New data provided to Search Engine Journal shows that the sites Google is ranking in AI Overviews varies by time and industry, offering an explanation of volatility in AIO rankings. The new research shows what industries are most impacted and may provide a clue as to way.

AIO Presence Varies Over Time and By Industry.

The research was provided by BrightEdge using their proprietary BrightEdge Generative Parser technology that tracks AI Overviews, detects patterns and offers insights useful for SEO and marketing.

Healthcare, Education, and B2B Technology topics continue to show greater presence in Google’s AI Overviews. Healthcare and Education are the two industries where BrightEdge saw the strongest growth as well as stability of which sites are shown.

Healthcare has the highest AIO presence at 84% as of late February 2025. AIOs shown for Education topics show a consistent growth pattern, now at 71% in February 2025.

The travel, restaurant and insurance sectors are also trending upward, with the travel queries being a notable trend. Travel had zero AIO presence in May 2024 but that’s completely different now. Travel is now up to 20-30% presence in the AIO search results.

The presence of restaurant related topics in AIO are up from 0 to 5%, suggesting a rising trend. Meanwhile insurance queries have grown from 18% of queries in May 2024 to a whopping 47% of queries by February 2025.

B2B technology queries that trigger AIO are at 57%. These kinds of queries are important because they are typically represent research related by people involved in decision making. Purchase decisions are different than with consumer queries. So the fact that 57% of queries are triggering AIOs may be a reflection of the complexity of the decision making process and the queries involved with that process.

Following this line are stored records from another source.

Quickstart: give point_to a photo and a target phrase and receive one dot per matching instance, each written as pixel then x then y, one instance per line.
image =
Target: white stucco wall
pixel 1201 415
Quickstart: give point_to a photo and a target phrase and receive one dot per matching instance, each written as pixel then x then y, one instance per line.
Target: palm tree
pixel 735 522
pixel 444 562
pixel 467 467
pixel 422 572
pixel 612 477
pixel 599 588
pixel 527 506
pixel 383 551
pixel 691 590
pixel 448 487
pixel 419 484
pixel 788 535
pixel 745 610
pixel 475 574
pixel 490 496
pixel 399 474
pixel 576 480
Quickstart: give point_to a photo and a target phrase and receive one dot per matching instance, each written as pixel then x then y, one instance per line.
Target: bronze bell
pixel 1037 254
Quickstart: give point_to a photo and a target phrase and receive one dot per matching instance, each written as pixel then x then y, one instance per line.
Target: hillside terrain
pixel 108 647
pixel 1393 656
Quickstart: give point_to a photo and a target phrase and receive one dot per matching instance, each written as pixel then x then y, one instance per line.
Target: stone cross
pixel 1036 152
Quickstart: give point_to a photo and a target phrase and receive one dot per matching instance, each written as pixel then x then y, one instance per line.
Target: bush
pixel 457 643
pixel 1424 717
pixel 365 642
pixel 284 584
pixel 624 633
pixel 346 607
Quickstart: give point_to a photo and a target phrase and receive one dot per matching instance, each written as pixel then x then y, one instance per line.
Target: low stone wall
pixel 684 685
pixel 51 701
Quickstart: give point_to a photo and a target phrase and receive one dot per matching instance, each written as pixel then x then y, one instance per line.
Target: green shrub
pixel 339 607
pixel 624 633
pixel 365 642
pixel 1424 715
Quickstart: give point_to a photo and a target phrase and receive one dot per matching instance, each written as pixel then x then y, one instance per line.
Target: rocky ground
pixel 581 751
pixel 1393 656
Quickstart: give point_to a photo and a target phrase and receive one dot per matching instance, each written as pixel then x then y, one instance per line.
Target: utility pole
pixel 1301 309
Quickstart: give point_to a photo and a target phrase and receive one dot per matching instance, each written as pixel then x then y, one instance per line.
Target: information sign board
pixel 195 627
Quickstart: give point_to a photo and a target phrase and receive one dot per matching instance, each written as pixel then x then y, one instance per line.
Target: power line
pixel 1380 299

Let’s face it, technology is complex and the people using it aren’t expert in concepts like “data modeling” and that’s the kind of queries BrightEdge is seeing, which could be reflective of the end user wrapping their minds around what the technology does and how it benefits users.

Having worked with B2B technology it’s not unusual for SaaS providers to use mind numbing jargon to sell their products but the decision makers or even the users of that technology aren’t necessarily going to understand that kind of language. That’s why Google shows AI Overviews for a keyword phrase like associative analytics engine instead of showing someone’s product.

Finance related queries, which had been on a moderate growth trend have doubled from 5% of queries in May 2024 to 10% of queries in February 2025.

Here’s the takeaway provided by BrightEdge:

  • B2B Tech is at 57%, in Feb-25. Finance has been growing moderately and doubled from 5% in May-24 to 10% in Fed-25
  • Ecommerce 4% (down from 23% in May-24). Entertainment has dropped to 3%.
  • Ecommerce and Entertainment presence drops from suggests more testing and alignment with traditional Google search where users can engage in platform experiences. For Ecommerce, the use of features like product grids may be the reason. Traditional search provides more in-platform experiences.

What Does This Mean?

This volatility could reflect variable quality of complex user queries. Given that these are complex queries that are triggering AIO then it may be reasonable to assume that they are longtail in nature. Longtail doesn’t mean that they’re long and complex queries, they can also be short queries like “what is docker compose?”

Screenshots of Google trends shows that more people query Docker Compose than they do What is Docker Compose or What is Docker. Why do more people do that?

Screenshot Of Google Trends

It’s clearly because people are querying Docker Compose as a navigational query. And you can prove that Docker Compose is a navigational query because Google’s search results don’t show an AIO for the query “Docker Compose” but it does show AIO for the other two.

Screenshot Shows SERPs For Docker Compose

Screenshot Shows “What Is” Query Triggers AIO

Changes In AIO Patterns: Gains For Authoritativeness

An interesting trend is that queries for some topics correlated to answers from big brand sites. This is interesting because it somewhat mirrors what happened with Google’s Medic update where SEOs noticed that non-scientific websites no longer ranked for medical queries. Some misunderstood this as Google betraying a bias for big brand sites but that’s not what happened.

What happened in that update was not limited to health related topics. It was a widespread effect that was more like a rebalancing of queries to user expectations- which means this was all about relevance. A query about diabetes should surface scientific data not herbal remedies.

What’s happening today with AIO, particularly with AIO, is a similar thing. Google is tightening up the kind of content AIO is showing to users for medical and technology queries.

Is it favoring brands or authoritativeness? The view that Google has favored brands is shallow and lacks substance. Google has consistently shown a preference for ranking what users expect to see and there are patents that support that observation. SEOs who expect to see rankings based on their made for search engines links, optimized for search engines content, and naïve “EEAT optimized” content completely miss the point of what’s really going on in today’s search engines that rank content based on topicality, user preferences and user expectations. Trustworthy signals of authoritativeness very likely derive from users themselves.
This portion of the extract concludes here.